2. **Locus separation**: Different loci (A, B, C, etc.) should generally form distinct clusters.
3. **Protein group similarity**: Alleles with the same first field (e.g., A*01) should cluster together.
4. **Outliers**: Look for alleles that appear isolated from their expected clusters, which might indicate unusual sequences.

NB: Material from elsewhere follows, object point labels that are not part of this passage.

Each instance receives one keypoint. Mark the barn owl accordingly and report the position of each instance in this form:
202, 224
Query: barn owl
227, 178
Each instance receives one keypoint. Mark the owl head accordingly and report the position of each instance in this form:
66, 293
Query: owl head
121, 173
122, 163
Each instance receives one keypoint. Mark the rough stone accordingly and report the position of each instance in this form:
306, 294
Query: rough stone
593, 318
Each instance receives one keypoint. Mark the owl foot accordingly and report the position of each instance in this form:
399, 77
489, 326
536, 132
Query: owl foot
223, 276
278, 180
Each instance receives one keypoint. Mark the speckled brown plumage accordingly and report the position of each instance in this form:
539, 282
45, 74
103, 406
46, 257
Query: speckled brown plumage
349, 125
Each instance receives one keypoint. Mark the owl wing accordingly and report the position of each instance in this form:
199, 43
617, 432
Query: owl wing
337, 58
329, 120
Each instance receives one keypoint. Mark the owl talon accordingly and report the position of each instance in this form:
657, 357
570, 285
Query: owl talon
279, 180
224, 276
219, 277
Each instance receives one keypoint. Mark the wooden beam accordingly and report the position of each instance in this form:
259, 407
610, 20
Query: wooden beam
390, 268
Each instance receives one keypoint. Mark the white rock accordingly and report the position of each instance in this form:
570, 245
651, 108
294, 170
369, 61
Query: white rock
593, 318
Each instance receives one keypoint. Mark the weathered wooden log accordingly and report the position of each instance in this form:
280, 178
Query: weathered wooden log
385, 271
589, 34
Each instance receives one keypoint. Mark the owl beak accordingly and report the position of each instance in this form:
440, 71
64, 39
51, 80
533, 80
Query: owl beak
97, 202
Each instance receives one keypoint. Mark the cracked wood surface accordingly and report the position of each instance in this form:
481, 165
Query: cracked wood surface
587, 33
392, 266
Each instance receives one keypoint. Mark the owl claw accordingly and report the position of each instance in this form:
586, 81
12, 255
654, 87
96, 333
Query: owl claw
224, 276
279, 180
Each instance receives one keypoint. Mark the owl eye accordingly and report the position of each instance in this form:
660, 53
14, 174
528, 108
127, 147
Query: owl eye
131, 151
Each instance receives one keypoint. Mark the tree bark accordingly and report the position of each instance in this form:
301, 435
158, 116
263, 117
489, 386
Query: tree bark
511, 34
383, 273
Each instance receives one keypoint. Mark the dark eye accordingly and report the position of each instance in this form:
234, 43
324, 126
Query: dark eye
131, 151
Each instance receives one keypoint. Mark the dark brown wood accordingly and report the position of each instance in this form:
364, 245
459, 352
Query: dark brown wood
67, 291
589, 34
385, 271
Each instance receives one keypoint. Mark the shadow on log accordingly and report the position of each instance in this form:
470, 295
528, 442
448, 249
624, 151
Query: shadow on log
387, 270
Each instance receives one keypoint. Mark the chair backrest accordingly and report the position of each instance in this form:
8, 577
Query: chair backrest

### Different Dimensionality Reduction Techniques

- **UMAP**: Best preserves the local structure of the data, showing stronger clustering patterns.
- **t-SNE**: Similar to UMAP but sometimes shows slightly different cluster formations.
- **PCA**: Preserves global structure better but may not show distinct clusters as clearly.

### Applications

These visualizations can be used for:
1. Understanding the relationship between different HLA alleles
2. Identifying functionally similar alleles across different nomenclature
3. Finding representative alleles for broader allele groups
4. Improving donor-recipient matching by identifying functionally similar substitutions

## Conclusion

In this notebook, we've demonstrated how to:

1. Load and visualize the locus-specific embeddings generated by the analysis script
2. Examine the properties of the embeddings
3. Perform cross-locus similarity analysis
4. Create custom visualizations that combine multiple loci
5. Interpret the different visualization techniques

These embeddings and visualizations provide valuable insights into the relationships between HLA alleles, which can be used for a variety of research and clinical applications.